Figure 9. Inhibition of PKC by Bis I attenuated Ca2+-transients evoked by activation OX1 or OX2. (A) Ca2+ transients in LDT, DR, and LC neurons in slices from OX−/−2 mice were attenuated by prior application of Bis I. (B) Similarly, Ca2+ transients in LDT, DR, and LC neurons in slices from OX−/−1 mice were attenuated by prior application of Bis I. Horizontal bars above the traces indicate application of orexin-A (300 nM). Calibration bars indicate 20% dF/F and 2 min in each panel.

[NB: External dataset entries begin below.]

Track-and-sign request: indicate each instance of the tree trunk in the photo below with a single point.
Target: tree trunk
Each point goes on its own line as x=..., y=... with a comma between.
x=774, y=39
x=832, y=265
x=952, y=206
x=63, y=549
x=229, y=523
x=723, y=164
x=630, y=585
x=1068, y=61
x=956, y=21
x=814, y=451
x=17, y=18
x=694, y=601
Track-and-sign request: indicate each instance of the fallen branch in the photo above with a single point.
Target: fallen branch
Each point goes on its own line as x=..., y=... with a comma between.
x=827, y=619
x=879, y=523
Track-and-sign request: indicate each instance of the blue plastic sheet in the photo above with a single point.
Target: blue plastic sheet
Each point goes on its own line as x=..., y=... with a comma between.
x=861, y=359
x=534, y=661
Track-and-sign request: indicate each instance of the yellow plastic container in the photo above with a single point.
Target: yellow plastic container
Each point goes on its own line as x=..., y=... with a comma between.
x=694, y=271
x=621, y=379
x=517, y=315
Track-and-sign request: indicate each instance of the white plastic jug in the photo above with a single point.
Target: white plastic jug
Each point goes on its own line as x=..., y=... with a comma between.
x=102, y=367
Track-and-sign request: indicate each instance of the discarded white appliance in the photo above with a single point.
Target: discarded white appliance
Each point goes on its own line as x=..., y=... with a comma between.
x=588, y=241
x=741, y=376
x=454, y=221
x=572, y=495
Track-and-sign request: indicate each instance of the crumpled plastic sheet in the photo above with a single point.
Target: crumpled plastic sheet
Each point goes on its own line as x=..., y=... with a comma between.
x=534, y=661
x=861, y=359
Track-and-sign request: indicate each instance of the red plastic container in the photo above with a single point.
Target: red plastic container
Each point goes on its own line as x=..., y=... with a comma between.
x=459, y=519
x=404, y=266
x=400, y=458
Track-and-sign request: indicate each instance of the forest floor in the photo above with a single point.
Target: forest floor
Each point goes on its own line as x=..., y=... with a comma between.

Orexin Actions in the LDT, DR, and LC Require the Two Known Orexin Receptors
Interpretation of our data from single receptor knockouts presupposes that there are only two orexin receptors responsible for orexin actions and that our test concentration of orexin-A is specific for these receptors. We directly tested this by examining the action of orexin-A on slices made from mice lacking both orexin receptors. As can be seen in Figure 10A, orexin-A (300 nM) did not evoke Ca2+ transients in slices from DKO mice. To verify that each of the cells recorded under these conditions remained viable, we followed orexin application with a bolus application of glutamate (5 mM), which rapidly and effectively evoked Ca2+ transients in these same cells (Figure 10B). We also examined extracellular recordings using cell-attached patch recordings, whole-cell currents and the ability of orexin to augment the Ca2+ transients produced by step depolarizations to −30 mV. In each of these tests, orexin-A failed to produce a response. Collectively these data strongly indicate that 300 nM orexin-A is specific for native orexin receptors and that OX1 and OX2 are the only functional orexin receptors expressed in the LDT, DR and LC.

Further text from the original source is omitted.